On our first day (May 28, 2011), we visited the Pondok Tanjung Forest Reserve some 19 kilometers north of town, characterized in 2004 by Birdlife International as "probably the largest remaining swamp forest in northern Peninsular Malaysia". Unfortunately, that description may no longer be accurate.
We still found flowers growing, including this Ixora sp. - though whether it is native to the area or a garden escapee I cannot tell. Ixoras are common garden plants in the tropics, though the cultivated ones usually have red flowers instead of yellow.
We found delicate little mushrooms like these sprouting from the edge of fallen logs (though you might notice that the edge, in this case, is clearly the result of a saw or an axe).
We certainly found birds, including this female Lesser Green Leafbird (Chloropsis cyanopogon). Female leafbirds can be difficult to identify, but notice the absence of an eye-ring and the yellowish tinge on the underparts of this one, both field marks of the Lesser Green. Bing has posted the results of our birding efforts (as all of us here should do, though I confess I am rather remiss about it) on bird i-witness Malaysia.
As often happens, though, the butterflies and dragonflies were a lot more camera-cooperative than the birds. Here is one of the butterflies: a Purple Duke (Eulacera osteria kumana).

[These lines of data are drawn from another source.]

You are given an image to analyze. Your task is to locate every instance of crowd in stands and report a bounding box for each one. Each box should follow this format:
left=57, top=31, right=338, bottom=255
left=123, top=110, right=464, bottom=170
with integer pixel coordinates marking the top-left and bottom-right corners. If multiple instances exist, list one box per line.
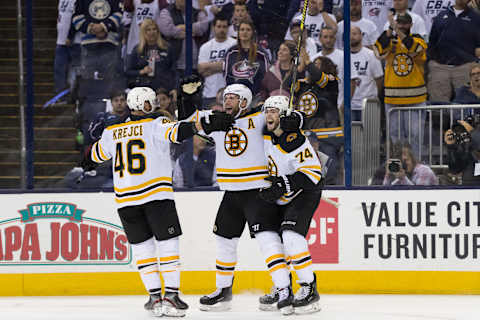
left=54, top=0, right=480, bottom=188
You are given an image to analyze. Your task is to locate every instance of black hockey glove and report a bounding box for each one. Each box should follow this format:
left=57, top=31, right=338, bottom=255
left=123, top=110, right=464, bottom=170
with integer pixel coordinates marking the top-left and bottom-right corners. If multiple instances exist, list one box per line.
left=259, top=176, right=291, bottom=203
left=200, top=111, right=235, bottom=134
left=280, top=110, right=305, bottom=132
left=180, top=74, right=203, bottom=96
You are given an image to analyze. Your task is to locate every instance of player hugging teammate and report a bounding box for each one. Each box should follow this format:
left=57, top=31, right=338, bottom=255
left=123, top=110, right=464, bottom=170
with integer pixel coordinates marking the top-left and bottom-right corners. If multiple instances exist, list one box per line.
left=179, top=75, right=322, bottom=315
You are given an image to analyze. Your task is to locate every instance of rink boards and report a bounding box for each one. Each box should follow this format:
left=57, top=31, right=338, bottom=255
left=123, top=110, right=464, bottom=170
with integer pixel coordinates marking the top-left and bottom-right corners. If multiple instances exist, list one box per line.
left=0, top=189, right=479, bottom=296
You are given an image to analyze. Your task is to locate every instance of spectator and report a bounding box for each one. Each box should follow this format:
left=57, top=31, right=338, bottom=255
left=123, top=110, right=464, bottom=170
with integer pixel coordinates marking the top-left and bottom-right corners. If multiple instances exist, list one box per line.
left=362, top=0, right=392, bottom=34
left=285, top=0, right=338, bottom=47
left=198, top=14, right=236, bottom=108
left=123, top=0, right=167, bottom=56
left=312, top=27, right=344, bottom=108
left=126, top=19, right=177, bottom=96
left=155, top=87, right=177, bottom=119
left=453, top=63, right=480, bottom=106
left=72, top=0, right=123, bottom=81
left=350, top=26, right=384, bottom=121
left=173, top=135, right=216, bottom=188
left=224, top=18, right=269, bottom=96
left=470, top=0, right=480, bottom=13
left=336, top=0, right=379, bottom=49
left=158, top=0, right=209, bottom=75
left=383, top=141, right=439, bottom=185
left=289, top=20, right=318, bottom=59
left=203, top=0, right=233, bottom=22
left=259, top=41, right=299, bottom=100
left=383, top=0, right=427, bottom=40
left=444, top=119, right=480, bottom=186
left=227, top=0, right=250, bottom=38
left=375, top=13, right=427, bottom=157
left=412, top=0, right=453, bottom=37
left=54, top=0, right=79, bottom=99
left=427, top=0, right=480, bottom=102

This one is a Grey Sailor (Neptis leucoporos), one of a confusingly similar group of species. I have seen the names of these butterflies given as both "sailor" and "sailer", but I am assuming that the former is correct - partly on the grounds that some very similar species, with orange-brown rather than white markings, are called "lascars". "Lascar" is an old word for a sailor from India and parts east. I am hoping that the butterfly names are not based on the difference in their stripe colours, but I suspect that they are.
And here is one of my favorite Malaysian butterflies, the gorgeous Five Bar Swordtail (Pathysa antiphates itamputi).
On to the Odonata. I believe that this damselfly is Indocnemis orang, a large species of forest streams, but it could be something similar.
The dragonflies I photographed were all common ones: Neurothemis fluctuans...
... and one I find myself photographing very often, Orthetrum sabina.
Notice how this one picks up a couple of interesting reflections from my flash as it tilts its head towards me!
Unfortunately, all is not well in Pondok Tanjung. One would think that piles of freshly-cut logs should not be a feature of a forest reserve, but apparently logging and clearing have been going on here since at least 2008 (including clearing 1400 ha. for a goat farm) despite repeated protests from the Perak Environmental Association. More than half the reserve has already disappeared.
The result is, at least along the main (logging) road into the reserve, a depressing mess amidst what should be untrammeled tropical beauty and richness. It's too bad.